F NASIB PENCIPTA LAGU GENJER-GENJER ~ PEGAWAI JALANAN

Jumat, 20 Januari 2023

NASIB PENCIPTA LAGU GENJER-GENJER

 


Lagu Genjer-genjer adalah lagu yang dikatakan identik dengan PKI walau sebenarnya lagu ini murni karya seni. Lagu itu sangat populer di Banyuwangi setelah kemerdekaan Indonesia. Apalagi setelah dinyanyikan Lilis Suryani dan Bing Slamet dan disiarkan di radio.
Pencipta lagu tersebut adalah Muhammad Arif, seorang seniman asal Banyuwangi. Dia mengambil inspirasi dari dolanan anak 'Tong Alak Gentak'. Syair yang ditulis dalam bahasa Using — bahasa rakyat Banyuwangi — dimaksudkan untuk menyindir Jepang yang membuat rakyat menderita sehingga hanya bisa makan genjer, tanaman gulma yang biasa dimakan itik. Sejarawan menyebut lagu itu dikarang pada tahun 1943.

Muhammad Arief diperkirakan lahir pada tahun 1904 atau 1905 dan dia merupakan seorang petani dan seniman angklung. Pascakemerdekaan Indonesia, Muhammad Arief bergabung dalam organisasi Pesindo. Muhammad Arief juga bergabung dengan Lekra dan menjabat sebagai ketua bidang kesenian pada tahun 1950-an. Saat Muhammad Arief bergabung dengan Lembaga Kebudayaan Rakyat (Lekra), lagu "Genjer-Genjer" diusung menjadi salah satu bukti karyanya yang berkonsep pada "seni untuk rakyat" ke publik dan kalangan politik. Sejak menjadi anggota Lekra, ia kemudian mendirikan sebuah grup angklung yang diberi nama Seni Rakyat Indonesia Muda.

Grup Srimuda ini kerap tampil dengan lagu "Genjer-Genjer" saat tampil pada acara PKI di Jakarta, Surabaya, Semarang dan Banyuwangi setiap Njoto dan D.N Aidit berkunjung. Selain Srimuda, Muhammad Arief juga mendirikan kelompok kesenian angklung di hampir setiap desa di Banyuwangi. Muhammad Arief pun diangkat menjadi anggota DPRD Banyuwangi dari perwakilan seniman tahun 1955.

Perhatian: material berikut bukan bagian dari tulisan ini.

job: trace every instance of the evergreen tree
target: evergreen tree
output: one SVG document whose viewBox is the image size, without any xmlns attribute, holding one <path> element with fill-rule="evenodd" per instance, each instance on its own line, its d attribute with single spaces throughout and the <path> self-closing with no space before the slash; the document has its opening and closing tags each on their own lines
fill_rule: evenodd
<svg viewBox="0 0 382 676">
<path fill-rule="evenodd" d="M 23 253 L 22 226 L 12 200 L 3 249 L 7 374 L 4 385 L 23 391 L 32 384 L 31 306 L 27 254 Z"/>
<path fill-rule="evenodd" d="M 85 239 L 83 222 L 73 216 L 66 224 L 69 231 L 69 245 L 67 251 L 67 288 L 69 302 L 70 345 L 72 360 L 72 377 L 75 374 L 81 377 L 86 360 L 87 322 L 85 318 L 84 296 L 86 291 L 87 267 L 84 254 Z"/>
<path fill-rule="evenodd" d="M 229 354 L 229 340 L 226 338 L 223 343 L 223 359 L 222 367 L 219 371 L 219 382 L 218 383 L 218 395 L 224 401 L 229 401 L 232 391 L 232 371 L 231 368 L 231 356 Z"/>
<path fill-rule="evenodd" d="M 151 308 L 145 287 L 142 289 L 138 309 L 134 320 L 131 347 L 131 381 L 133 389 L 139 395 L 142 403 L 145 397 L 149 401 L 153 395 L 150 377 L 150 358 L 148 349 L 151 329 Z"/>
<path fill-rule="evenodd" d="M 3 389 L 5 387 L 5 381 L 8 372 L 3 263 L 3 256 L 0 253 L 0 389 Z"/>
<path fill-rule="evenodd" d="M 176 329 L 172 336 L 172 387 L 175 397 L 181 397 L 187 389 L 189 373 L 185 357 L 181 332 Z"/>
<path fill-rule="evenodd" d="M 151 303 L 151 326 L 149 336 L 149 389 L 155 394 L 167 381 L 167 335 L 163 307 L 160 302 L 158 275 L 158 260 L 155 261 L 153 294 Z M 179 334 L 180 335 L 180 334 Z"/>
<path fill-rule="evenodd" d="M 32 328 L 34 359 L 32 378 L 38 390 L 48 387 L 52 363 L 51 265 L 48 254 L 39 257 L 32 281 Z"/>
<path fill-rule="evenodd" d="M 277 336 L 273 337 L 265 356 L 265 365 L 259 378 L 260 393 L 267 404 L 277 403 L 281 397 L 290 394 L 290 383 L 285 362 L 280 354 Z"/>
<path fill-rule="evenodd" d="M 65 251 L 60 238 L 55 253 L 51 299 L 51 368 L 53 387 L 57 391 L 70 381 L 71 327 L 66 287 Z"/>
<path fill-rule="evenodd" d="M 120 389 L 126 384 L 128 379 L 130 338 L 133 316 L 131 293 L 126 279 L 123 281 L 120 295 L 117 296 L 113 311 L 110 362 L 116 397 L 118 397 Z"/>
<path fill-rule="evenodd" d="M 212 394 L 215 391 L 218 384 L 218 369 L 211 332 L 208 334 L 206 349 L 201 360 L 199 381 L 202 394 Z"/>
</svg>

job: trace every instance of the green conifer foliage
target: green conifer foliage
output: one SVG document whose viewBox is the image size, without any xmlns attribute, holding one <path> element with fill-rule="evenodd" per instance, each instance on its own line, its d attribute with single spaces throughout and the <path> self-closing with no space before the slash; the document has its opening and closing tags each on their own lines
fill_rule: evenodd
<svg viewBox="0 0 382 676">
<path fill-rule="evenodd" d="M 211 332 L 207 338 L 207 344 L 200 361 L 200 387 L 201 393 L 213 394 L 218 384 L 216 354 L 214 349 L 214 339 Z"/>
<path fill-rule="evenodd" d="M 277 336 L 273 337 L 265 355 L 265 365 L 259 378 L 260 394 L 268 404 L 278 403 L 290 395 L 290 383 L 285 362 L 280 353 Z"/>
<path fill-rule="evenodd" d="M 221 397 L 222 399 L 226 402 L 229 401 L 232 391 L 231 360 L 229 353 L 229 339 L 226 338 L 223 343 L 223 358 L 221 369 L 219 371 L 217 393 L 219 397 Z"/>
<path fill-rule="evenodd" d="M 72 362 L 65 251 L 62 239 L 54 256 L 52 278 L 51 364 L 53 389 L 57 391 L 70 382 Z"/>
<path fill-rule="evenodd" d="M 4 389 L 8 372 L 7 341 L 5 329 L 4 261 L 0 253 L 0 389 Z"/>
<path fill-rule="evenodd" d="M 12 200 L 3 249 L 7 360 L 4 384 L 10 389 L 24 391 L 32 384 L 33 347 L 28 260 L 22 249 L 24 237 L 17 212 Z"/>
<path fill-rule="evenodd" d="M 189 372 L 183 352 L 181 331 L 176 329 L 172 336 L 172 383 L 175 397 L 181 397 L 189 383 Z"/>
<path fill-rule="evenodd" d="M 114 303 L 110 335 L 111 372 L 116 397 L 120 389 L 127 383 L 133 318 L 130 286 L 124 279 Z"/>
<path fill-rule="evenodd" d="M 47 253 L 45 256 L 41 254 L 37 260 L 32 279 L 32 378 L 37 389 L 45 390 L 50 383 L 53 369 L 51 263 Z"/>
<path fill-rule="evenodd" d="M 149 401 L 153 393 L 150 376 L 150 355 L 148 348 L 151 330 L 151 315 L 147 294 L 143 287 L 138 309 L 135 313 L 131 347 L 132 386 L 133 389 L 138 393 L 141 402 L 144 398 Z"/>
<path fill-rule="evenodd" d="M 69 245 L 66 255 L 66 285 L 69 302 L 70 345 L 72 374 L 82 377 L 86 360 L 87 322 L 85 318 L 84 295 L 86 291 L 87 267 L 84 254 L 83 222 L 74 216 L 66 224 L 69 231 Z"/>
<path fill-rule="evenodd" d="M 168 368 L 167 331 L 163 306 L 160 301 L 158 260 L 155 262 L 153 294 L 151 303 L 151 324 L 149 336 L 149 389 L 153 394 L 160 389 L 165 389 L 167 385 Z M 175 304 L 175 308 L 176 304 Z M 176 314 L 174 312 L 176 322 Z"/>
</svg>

Kepopuleran lagu Genjer-genjer dimanfaatkan PKI untuk alat propaganda masa Demokrasi Terpimpin pada periode 1959-1966. Para petinggi PKI yang datang ke Banyuwangi tertarik kepada lagu tersebut. Oleh karena itu, pada tahun 1964, D.N Aidit mengklaim bahwa lagu "Genjer-Genjer" sebagai lagu Mars PKI. Lirik lagu diubah, kemudian dinyanyikan di berbagai kampanye. Alhasil, lagu itu seolah-olah milik partai berlambang palu arit.
Saat pemberontakan PKI pecah pada tahun 1965, seluruh unsur partai dihabisi. PKI dinilai makar dan menjadi partai terlarang.

 lagu “Genjer-Genjer”menjadi identik dengan PKI karena andil Pemerintah Orde Baru. Menurut Pemerintah Orba, para anggota Gerwani (Gerakan Wanita Indonesia) dan Pemuda Rakyat yang dianggap sebagai organisasi dibawah PKI, menyanyikan lagu “Genjer-Genjer” ketika para jendral diculik, diinterogasi dan "disiksa" di Lubang Buaya Jakarta. Sehingga ‘seolah-olah' semakin memperjelas bahwa lagu ini mempunyai hubungan dekat dengan PKI. Peristiwa ini juga digambarkan pada film Pengkhianatan G 30 S/PKI karya Arifin C. Noer, pada masa Pemerintah rezim Orde Baru.

Lagu genjer-genjer yang populer kala itu liriknya di ubah oleh para anggota PKI. “Genjer-Genjer” menjadi “Jendral-Jendral” pun menambah satu alasan yang menguatkan lagu ini memang identik dengan PKI. Khusunya ketika peristiwa G 30 S tahun 1965 terjadi, Kesatuan Aksi Mahasiswa Indonesia, diduga juga memplesetkan lagu "Genjer-Genjer" menjadi "jendral-jendral", sehingga maknanya menjadi berbeda dengan versi aslinya.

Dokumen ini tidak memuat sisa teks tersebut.